E o auto inicia-se com o diálogo irónico do próprio Estácio com o seu moço-criado, acerca dos atores que iriam representar a peça:
«Estácio – São já chegadas as figuras? / Moço – Chegadas são elas quase ao fim de sua vida./ Estácio_ Como assim? / Moço - Porque foi a gente tanta, que não ficou capa com frisa nem talão de sapato que saísse fora do couce. Ora viram aí uns embuçadetes e quiseram entrar por força: ei-lo arrancamento na mão: deram uma pedrada na cabeça do Anjo e rasgaram uma meia calça ao Ermitão; e agora diz o Anjo que não há de entrar até lhe não derem uma cabeça nova, nem o Ermitão até lhe não porem uma estopada na calça. Este pantufo se perdeu ali: mande-o Vossa Mercê domingo apregoar nos púlpitos, que não quero nada do alheio/ Estácio– se ela fora outra peça de mais valia tu botares a consciência pela porta fora para a meteres em tua casa»…

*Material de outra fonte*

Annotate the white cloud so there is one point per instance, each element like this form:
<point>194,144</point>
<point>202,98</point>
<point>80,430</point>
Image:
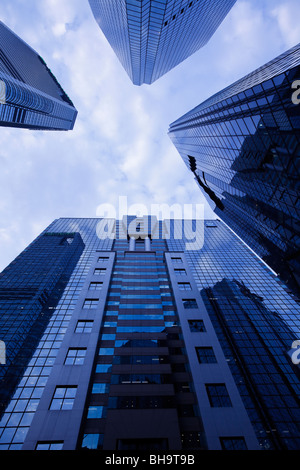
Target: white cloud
<point>119,146</point>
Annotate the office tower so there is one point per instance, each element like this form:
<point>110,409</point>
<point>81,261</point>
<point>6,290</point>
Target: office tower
<point>152,345</point>
<point>151,37</point>
<point>30,288</point>
<point>30,95</point>
<point>243,145</point>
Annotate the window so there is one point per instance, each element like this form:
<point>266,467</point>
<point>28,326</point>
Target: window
<point>180,272</point>
<point>92,441</point>
<point>75,356</point>
<point>63,398</point>
<point>191,439</point>
<point>211,224</point>
<point>100,272</point>
<point>206,355</point>
<point>233,443</point>
<point>184,286</point>
<point>103,368</point>
<point>100,388</point>
<point>84,326</point>
<point>106,351</point>
<point>96,412</point>
<point>96,285</point>
<point>102,259</point>
<point>197,326</point>
<point>218,395</point>
<point>190,303</point>
<point>90,303</point>
<point>51,445</point>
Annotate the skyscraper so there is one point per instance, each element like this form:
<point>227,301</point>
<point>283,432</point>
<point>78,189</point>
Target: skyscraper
<point>151,37</point>
<point>243,147</point>
<point>149,344</point>
<point>30,95</point>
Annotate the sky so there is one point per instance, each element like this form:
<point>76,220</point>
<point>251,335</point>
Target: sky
<point>119,147</point>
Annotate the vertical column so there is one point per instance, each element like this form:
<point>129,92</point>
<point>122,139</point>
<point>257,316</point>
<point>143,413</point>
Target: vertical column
<point>66,389</point>
<point>225,416</point>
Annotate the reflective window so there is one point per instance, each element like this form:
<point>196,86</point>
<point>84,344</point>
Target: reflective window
<point>197,326</point>
<point>218,395</point>
<point>75,356</point>
<point>206,355</point>
<point>63,398</point>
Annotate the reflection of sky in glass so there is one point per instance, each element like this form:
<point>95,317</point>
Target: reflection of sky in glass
<point>225,256</point>
<point>25,401</point>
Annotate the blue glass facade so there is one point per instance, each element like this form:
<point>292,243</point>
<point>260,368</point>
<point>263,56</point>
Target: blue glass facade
<point>256,320</point>
<point>31,96</point>
<point>242,146</point>
<point>150,345</point>
<point>150,37</point>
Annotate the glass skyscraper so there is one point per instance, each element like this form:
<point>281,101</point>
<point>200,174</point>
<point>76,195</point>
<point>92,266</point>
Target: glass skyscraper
<point>151,37</point>
<point>120,335</point>
<point>243,147</point>
<point>30,95</point>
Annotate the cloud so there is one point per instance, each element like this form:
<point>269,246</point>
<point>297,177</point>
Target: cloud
<point>119,146</point>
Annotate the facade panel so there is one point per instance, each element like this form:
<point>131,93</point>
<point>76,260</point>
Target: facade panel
<point>153,346</point>
<point>242,146</point>
<point>31,96</point>
<point>151,37</point>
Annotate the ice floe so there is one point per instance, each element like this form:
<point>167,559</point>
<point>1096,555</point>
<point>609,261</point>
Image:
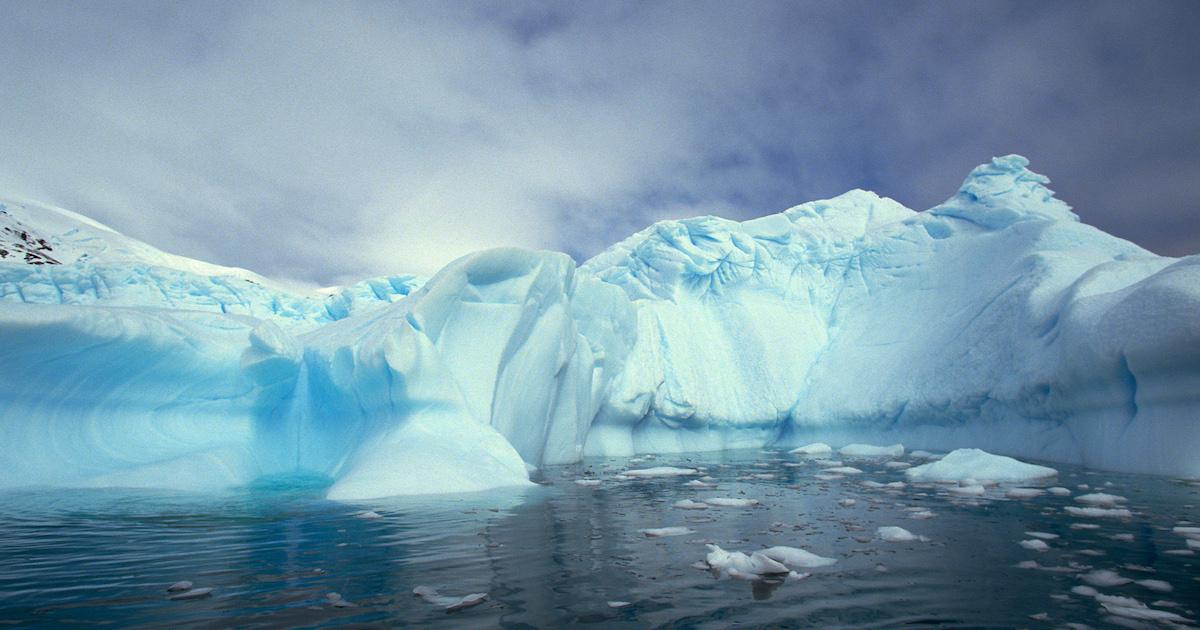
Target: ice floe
<point>1101,499</point>
<point>869,450</point>
<point>1098,513</point>
<point>797,558</point>
<point>897,534</point>
<point>727,502</point>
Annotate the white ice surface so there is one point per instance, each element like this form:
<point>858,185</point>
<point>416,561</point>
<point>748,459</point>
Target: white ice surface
<point>995,319</point>
<point>973,463</point>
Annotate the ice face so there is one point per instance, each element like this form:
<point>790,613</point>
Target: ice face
<point>995,319</point>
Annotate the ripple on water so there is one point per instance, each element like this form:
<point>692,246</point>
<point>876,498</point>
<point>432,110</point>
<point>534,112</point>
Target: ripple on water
<point>564,553</point>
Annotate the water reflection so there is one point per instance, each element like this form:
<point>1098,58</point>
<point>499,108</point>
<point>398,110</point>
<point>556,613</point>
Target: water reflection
<point>556,555</point>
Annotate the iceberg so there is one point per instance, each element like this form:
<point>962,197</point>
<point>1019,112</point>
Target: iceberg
<point>995,319</point>
<point>963,465</point>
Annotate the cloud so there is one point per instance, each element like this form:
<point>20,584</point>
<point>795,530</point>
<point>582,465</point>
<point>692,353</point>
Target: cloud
<point>327,142</point>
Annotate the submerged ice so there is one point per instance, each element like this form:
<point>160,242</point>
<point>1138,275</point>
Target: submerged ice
<point>995,319</point>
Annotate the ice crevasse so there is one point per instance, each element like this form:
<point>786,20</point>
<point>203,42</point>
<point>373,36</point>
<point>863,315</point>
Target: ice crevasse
<point>996,319</point>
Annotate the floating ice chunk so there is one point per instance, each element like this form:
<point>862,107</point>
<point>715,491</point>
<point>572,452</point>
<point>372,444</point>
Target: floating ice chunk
<point>663,532</point>
<point>797,558</point>
<point>891,485</point>
<point>1098,513</point>
<point>975,463</point>
<point>897,534</point>
<point>868,450</point>
<point>1156,585</point>
<point>337,601</point>
<point>196,593</point>
<point>1104,577</point>
<point>727,502</point>
<point>450,604</point>
<point>660,471</point>
<point>1035,545</point>
<point>739,564</point>
<point>817,448</point>
<point>1101,499</point>
<point>1139,611</point>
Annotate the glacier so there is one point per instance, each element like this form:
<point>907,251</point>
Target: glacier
<point>996,319</point>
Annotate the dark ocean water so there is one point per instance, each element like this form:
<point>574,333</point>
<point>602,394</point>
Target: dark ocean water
<point>556,555</point>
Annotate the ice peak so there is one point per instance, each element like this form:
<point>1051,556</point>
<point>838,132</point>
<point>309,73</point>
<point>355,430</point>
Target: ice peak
<point>1003,192</point>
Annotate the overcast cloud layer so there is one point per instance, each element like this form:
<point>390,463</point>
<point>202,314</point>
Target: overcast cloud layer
<point>327,142</point>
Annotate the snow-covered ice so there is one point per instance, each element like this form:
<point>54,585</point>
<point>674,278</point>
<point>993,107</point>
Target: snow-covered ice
<point>815,449</point>
<point>797,558</point>
<point>1101,499</point>
<point>1103,577</point>
<point>697,334</point>
<point>973,463</point>
<point>736,562</point>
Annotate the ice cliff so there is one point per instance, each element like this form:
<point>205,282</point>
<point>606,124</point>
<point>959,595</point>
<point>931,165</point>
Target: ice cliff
<point>995,319</point>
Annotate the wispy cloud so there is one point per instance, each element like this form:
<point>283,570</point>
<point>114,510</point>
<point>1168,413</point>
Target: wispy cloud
<point>324,142</point>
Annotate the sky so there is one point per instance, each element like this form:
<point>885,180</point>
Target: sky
<point>327,142</point>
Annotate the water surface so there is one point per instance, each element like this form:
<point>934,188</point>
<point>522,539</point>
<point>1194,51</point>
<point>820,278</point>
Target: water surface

Assim seria o chamado meio teatral no século XVI…
Ora, pela mesma época, entre 1545 e 1557, escrevia António Ribeiro Chiado o seu Auto da Natural Invenção. E também aqui se recorre a uma cena de presentação na Corte ou na alta classe mercantil. Temos aqui também o dialogo entre o dono da casa e o seu criado:
“Dono – Almeida!/ Almeida – senhor?/ Dono – Vem cá, vem cá!/ sabes se há –de tomar o porto/ hoje este auto, ou se é morto./ Almeida – E o autor onde está?/ Dono – Em casa de teu avô torto/ ou marmelo pela perna!/ Quem por rapazes governa/ sua casa é mais rapaz/ e rapaz que tratos traz, / com quem a malícia inverna./ Que te mandei todo hoje?/ Almeida – Que mandou vossa mercê?/ Dono – Já nada, pois que assim é, /Não mande Deus que te noja»…
Já havia pois, nesta época, comediantes profissionais e companhias. Aliás Camões, no Rei Seleuco cita o Chiado, quando o Escudeiro Ambrósio diz que “o Moço Lançarote (…) uma trova, fá-la tão bem como vós ou como eu, ou como Chiado”.

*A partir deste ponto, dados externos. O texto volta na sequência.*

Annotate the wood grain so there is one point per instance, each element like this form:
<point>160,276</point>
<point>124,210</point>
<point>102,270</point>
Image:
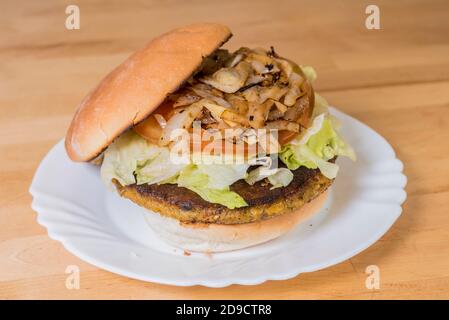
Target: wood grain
<point>395,79</point>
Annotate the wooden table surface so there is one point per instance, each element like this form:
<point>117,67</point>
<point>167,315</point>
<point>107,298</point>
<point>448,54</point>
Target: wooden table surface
<point>395,79</point>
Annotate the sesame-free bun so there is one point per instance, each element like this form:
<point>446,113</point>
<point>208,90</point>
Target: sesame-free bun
<point>227,237</point>
<point>139,85</point>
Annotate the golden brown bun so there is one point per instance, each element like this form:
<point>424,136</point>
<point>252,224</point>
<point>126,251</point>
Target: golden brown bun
<point>138,86</point>
<point>221,237</point>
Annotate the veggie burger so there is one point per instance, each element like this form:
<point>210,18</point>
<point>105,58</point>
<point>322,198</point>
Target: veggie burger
<point>224,149</point>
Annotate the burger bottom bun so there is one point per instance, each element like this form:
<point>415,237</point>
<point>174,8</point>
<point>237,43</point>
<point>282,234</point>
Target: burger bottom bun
<point>202,237</point>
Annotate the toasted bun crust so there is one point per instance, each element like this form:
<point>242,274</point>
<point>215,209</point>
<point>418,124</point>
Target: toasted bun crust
<point>220,237</point>
<point>138,86</point>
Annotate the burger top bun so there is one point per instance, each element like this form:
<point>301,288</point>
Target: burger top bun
<point>134,89</point>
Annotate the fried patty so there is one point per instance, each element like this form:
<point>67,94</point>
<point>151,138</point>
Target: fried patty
<point>188,207</point>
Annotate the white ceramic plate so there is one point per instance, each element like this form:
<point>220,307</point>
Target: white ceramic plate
<point>107,231</point>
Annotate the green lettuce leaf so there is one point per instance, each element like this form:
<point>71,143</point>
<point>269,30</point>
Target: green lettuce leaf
<point>126,154</point>
<point>194,178</point>
<point>315,147</point>
<point>278,177</point>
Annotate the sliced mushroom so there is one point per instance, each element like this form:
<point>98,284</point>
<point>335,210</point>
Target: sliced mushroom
<point>258,113</point>
<point>283,125</point>
<point>185,100</point>
<point>229,80</point>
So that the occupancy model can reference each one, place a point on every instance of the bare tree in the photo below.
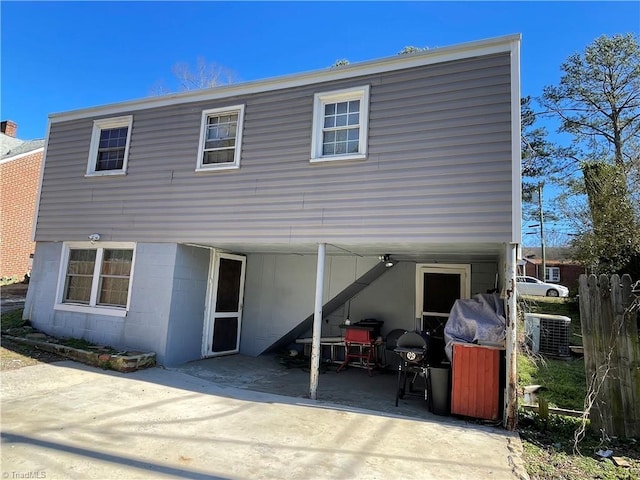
(203, 75)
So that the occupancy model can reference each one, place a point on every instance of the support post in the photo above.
(317, 323)
(511, 346)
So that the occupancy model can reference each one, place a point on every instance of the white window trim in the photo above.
(320, 99)
(239, 109)
(98, 126)
(548, 277)
(92, 308)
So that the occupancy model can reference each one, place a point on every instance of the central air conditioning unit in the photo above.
(548, 334)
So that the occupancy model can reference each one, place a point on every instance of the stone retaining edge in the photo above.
(120, 362)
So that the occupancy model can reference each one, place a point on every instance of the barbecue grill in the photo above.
(412, 349)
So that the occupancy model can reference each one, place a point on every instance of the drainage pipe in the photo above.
(317, 323)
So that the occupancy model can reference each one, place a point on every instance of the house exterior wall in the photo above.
(19, 181)
(439, 168)
(146, 325)
(188, 298)
(168, 297)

E pela mesma época, Jorge Ferreira de Vasconcelos, na comédia Aulegrafia também cita Chiado e põe na boca do personagem D. Ricardo este elogio ambíguo: “Em algumas cousas teve veia esse escudeiro”!

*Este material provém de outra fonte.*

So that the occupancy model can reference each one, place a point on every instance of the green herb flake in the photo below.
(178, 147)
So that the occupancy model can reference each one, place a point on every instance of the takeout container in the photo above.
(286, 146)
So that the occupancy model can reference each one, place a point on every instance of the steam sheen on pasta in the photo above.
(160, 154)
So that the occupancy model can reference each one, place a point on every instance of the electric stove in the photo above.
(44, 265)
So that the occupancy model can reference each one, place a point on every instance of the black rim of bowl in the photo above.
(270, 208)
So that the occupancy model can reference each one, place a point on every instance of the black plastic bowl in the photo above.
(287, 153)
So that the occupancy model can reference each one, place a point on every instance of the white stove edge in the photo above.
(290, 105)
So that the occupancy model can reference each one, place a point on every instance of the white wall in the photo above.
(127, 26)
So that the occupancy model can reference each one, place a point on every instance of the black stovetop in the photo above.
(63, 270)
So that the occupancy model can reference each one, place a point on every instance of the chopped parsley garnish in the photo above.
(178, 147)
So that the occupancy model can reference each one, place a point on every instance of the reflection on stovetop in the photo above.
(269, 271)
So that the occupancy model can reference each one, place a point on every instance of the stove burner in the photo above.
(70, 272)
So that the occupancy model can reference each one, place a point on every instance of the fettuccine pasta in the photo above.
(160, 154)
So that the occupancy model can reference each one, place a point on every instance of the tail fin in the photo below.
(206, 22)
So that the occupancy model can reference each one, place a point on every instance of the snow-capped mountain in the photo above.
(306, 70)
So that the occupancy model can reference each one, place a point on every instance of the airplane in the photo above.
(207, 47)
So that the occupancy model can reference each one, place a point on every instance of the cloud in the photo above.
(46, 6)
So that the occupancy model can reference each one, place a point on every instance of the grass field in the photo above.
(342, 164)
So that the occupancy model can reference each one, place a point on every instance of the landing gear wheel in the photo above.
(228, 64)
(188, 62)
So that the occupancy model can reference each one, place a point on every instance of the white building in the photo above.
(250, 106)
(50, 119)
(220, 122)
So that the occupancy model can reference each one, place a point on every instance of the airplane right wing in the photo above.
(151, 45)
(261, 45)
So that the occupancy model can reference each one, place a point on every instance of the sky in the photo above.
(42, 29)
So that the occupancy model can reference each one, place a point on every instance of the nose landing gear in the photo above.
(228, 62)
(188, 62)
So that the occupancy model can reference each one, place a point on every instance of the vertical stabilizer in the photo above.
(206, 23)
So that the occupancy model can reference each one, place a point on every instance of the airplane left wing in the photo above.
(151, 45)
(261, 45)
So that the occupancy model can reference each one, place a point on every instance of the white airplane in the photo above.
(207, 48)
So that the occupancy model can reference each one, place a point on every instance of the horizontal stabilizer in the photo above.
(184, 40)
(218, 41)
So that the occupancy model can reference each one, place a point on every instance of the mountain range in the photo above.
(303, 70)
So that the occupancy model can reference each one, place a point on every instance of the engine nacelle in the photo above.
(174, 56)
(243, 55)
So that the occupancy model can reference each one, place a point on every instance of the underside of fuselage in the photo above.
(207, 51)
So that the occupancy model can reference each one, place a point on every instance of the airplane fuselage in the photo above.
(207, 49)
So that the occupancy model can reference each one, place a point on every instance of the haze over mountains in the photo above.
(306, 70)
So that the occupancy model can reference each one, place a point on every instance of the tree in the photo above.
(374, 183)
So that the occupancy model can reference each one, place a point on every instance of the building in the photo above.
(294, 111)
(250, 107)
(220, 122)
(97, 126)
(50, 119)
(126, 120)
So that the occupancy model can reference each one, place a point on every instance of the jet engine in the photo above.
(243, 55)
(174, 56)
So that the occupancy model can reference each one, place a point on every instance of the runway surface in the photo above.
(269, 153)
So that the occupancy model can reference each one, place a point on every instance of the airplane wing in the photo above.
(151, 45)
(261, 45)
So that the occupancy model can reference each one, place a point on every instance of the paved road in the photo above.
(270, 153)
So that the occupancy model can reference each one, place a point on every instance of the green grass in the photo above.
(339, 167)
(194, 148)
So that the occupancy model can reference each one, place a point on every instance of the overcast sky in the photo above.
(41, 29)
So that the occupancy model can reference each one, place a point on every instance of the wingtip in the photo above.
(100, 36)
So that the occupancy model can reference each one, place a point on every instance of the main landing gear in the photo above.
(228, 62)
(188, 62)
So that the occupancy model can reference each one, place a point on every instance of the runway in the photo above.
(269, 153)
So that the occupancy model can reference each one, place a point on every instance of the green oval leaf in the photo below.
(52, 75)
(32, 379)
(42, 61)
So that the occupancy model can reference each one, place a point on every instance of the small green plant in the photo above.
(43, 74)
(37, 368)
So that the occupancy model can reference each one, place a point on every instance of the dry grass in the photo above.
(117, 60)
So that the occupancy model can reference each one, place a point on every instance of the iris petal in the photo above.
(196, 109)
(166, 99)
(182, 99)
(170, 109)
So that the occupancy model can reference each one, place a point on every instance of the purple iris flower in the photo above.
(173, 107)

Termino com três citações.
Hernâni Cidade encontra nos Anfitriões de Camões uma “ternura que Plauto desconhece” (in Obras Completas de Camões vol.III); Clarice Berrardbnelli e Ronaldo Menegaz comparam a peça do Chiado com a de Camões, na convergência “de uma auto (B), dentro de um outro(A), mas enquanto Camões nos dá uma trama unida (…) o Chiado vai ao sabor da sua natural invenção traçando os fios e deixando as pontas soltas” (in Autos de António Ribeiro Chiado, ed. Rio de janeiro 1968); e Maria Odete Dias Alves assinala que Jorge Ferreira de Vasconcelos “povoa o palco de figuras portuguesas da sua época: é o ambiente de Quinhentos que vive nas suas paginas” (in A Linguagem dos Personagens de Jorge Ferreira de Vasconcelos - U Coimbra 1972).
Duarte Ivo Cruz
Obs: Reposição de texto publicado em 17.12.14 neste blogue.